A personal pet peeve is the annoying lack of full-length mirrors in hotel rooms these days — yes, we need to see that our shoes work with the whole outfit — so I appreciate the Clayton King’s freestanding full-length mirror, as well as the bedside wireless charging pad and complimentary Wi-Fi access.
Clayton calls its design aesthetic Denver modernism. In case you’re never heard of it, it brings “mid-century clean lines with layered colors, materials and textures that speak to Colorado's topography in all of our hotel rooms and suites.” The city even has its own Denver Modernism Week, so look for 2022 dates to learn more. Meanwhile, guests can experience an artful, vibrant version of Rocky Mountain modernism at Clayton Members Club & Hotel whenever they visit.
Something else you may never have heard of: California-Mediterranean as a culinary trend. But that’s what Chef Brandon Duley brings to the table at Clayton’s lobby-level, open-to-the-public restaurant, Of A Kind, an added gem in Cherry Creek’s dining scene. Warm woods and a bright airiness define the space, yet it still feels intimate.
Duley melds his California sensibilities — a substantial number of raw items, fresh or charred salads and veggies sustainably produced and locally procured — with his obvious passion for Mediterranean cuisine. The current menu features a deeply satisfying appetizer of labneh with blackberry currant gastrique on wood-fired pita.

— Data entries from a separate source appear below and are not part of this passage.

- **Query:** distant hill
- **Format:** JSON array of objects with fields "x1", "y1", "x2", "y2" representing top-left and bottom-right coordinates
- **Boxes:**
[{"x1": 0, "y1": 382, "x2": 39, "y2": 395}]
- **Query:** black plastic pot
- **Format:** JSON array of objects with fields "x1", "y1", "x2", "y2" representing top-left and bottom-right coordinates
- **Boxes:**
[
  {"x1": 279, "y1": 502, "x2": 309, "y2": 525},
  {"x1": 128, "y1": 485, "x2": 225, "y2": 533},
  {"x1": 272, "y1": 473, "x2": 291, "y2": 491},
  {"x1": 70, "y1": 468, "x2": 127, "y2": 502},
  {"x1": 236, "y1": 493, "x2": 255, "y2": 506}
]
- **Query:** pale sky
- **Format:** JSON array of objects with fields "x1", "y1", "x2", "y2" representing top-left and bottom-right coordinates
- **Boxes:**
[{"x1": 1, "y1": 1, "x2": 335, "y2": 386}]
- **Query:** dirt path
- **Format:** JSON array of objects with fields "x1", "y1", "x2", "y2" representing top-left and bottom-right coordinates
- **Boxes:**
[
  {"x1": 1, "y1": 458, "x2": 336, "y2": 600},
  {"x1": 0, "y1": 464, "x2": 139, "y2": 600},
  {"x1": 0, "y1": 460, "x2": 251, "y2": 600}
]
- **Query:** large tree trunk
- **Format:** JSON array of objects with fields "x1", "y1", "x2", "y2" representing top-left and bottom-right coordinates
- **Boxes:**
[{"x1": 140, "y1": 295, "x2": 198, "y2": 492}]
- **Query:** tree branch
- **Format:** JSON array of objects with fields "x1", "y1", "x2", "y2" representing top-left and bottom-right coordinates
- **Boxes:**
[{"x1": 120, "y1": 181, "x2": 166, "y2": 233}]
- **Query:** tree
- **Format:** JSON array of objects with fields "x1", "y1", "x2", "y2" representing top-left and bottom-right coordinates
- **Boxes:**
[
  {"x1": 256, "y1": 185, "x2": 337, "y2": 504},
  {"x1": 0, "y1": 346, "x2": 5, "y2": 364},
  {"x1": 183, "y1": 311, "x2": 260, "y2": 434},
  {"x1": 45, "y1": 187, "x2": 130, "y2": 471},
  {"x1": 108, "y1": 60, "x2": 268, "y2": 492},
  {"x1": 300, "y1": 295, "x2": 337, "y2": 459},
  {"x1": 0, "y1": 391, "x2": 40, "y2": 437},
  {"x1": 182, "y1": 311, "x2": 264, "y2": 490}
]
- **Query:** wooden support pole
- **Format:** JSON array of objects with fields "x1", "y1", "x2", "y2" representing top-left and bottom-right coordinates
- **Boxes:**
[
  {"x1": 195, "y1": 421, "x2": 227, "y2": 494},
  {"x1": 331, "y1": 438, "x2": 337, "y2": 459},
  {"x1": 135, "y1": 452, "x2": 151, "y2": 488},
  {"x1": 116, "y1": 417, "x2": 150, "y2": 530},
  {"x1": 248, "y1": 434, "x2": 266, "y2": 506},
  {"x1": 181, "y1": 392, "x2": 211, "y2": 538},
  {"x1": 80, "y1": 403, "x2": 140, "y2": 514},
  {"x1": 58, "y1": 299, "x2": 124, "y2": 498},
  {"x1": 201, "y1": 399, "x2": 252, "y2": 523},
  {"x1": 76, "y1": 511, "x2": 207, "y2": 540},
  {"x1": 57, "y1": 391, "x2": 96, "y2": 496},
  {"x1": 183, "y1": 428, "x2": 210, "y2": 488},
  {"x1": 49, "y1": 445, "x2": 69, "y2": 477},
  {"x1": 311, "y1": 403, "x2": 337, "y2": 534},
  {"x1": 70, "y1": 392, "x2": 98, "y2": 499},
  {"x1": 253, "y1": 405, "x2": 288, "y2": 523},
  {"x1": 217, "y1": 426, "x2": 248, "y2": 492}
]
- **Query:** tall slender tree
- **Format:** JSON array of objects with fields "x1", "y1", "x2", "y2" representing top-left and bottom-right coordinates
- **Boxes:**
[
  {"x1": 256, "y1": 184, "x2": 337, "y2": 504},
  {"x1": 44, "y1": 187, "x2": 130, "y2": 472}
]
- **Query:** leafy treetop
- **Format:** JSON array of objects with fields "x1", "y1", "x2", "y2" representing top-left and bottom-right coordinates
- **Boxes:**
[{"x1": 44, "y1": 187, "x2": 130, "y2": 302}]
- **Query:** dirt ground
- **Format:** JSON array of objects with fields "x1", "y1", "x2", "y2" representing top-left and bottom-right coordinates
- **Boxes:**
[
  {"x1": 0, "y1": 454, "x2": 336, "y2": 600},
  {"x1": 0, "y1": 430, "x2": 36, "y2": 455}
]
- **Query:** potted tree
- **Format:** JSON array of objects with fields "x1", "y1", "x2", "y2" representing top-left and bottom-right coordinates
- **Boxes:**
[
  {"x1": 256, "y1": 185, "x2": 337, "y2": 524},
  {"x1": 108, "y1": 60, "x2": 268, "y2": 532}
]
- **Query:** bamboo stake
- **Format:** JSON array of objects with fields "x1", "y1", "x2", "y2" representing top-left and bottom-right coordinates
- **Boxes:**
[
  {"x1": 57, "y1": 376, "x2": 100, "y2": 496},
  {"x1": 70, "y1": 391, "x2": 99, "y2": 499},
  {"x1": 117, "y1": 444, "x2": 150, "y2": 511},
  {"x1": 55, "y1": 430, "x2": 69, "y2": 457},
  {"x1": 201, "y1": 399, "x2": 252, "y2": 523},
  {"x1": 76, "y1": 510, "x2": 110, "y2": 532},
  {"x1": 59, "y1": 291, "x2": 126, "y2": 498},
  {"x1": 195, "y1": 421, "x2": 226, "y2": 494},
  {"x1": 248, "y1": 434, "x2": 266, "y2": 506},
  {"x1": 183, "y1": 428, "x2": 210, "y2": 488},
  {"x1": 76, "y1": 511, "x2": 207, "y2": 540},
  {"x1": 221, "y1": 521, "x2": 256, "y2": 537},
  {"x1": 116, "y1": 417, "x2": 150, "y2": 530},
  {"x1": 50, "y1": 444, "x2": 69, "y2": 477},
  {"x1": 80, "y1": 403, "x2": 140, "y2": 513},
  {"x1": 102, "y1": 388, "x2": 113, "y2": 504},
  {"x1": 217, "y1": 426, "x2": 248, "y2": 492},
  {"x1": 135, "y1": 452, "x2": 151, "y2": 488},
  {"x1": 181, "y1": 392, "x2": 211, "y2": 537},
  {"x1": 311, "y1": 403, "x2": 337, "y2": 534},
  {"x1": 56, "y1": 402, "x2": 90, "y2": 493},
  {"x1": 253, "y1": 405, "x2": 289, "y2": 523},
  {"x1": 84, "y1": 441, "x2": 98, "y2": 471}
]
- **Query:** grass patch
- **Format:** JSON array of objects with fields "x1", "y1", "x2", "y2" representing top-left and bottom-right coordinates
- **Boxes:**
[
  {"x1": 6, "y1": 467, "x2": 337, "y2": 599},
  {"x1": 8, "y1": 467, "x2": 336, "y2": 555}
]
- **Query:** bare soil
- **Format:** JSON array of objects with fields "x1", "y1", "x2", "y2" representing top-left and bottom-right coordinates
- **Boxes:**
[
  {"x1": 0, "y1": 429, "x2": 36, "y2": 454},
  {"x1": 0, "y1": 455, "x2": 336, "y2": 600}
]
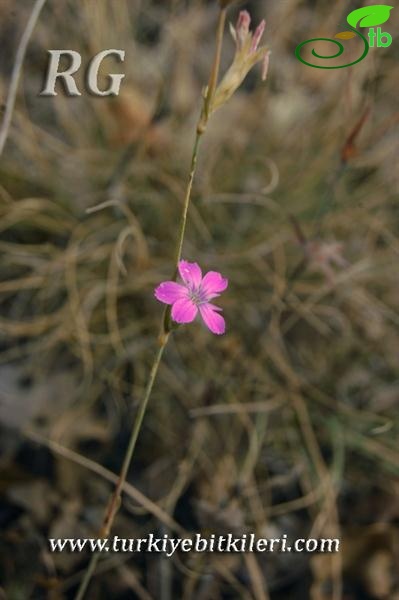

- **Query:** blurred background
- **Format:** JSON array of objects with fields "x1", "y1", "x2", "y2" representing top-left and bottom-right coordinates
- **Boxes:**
[{"x1": 0, "y1": 0, "x2": 398, "y2": 598}]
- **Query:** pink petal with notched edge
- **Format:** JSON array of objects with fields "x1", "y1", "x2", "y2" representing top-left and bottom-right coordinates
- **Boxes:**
[
  {"x1": 154, "y1": 281, "x2": 187, "y2": 305},
  {"x1": 236, "y1": 11, "x2": 251, "y2": 34},
  {"x1": 201, "y1": 271, "x2": 228, "y2": 300},
  {"x1": 236, "y1": 10, "x2": 251, "y2": 48},
  {"x1": 199, "y1": 303, "x2": 226, "y2": 335},
  {"x1": 178, "y1": 260, "x2": 202, "y2": 288},
  {"x1": 250, "y1": 20, "x2": 265, "y2": 52},
  {"x1": 171, "y1": 298, "x2": 198, "y2": 323}
]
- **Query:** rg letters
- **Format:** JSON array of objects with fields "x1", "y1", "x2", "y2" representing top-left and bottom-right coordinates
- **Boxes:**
[{"x1": 40, "y1": 49, "x2": 125, "y2": 97}]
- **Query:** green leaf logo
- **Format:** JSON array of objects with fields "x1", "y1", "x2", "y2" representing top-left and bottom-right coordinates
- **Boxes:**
[{"x1": 347, "y1": 5, "x2": 393, "y2": 28}]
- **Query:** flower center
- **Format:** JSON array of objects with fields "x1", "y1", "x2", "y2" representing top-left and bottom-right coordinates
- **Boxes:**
[{"x1": 188, "y1": 285, "x2": 207, "y2": 306}]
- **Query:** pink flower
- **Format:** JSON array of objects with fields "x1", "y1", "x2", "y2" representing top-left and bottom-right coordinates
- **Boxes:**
[{"x1": 154, "y1": 260, "x2": 228, "y2": 335}]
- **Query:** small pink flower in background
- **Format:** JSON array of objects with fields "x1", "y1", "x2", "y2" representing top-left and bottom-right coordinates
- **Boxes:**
[
  {"x1": 155, "y1": 261, "x2": 228, "y2": 335},
  {"x1": 305, "y1": 240, "x2": 348, "y2": 283}
]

Small plates include ricotta gnocchi and braised meatballs, while mains run from grilled branzino and turmeric confit organic half chicken to dry-aged bone-in ribeye or berbere-crusted lamb steak. Social hour, Tuesday through Friday from 4-6 p.m., offers a menu of small plates accompanied by curated cocktails, wine or local beer.
Less impressive is OAK Market across the lobby, a daytime coffee shop/deli combo with breakfast and lunch items. Alas, my Americano was watery and my everything bagel lacked flavor. The croissants looked good; maybe I simply made the wrong choice.
Where Clayton stands utterly apart is in its founding principles of inclusion, respect and kindness. A Culture Guide in guestrooms states: “We have a zero-tolerance policy for racism, sexism, ageism, homophobia, transphobia, bullying and any other behavior that fails to honor and respect each and every person.”
Hotel guests are expected to honor these principles just as members do. Maybe that’s a lofty reach for a hotel. Or maybe it’s the blueprint for a community made better by its residents and visitors.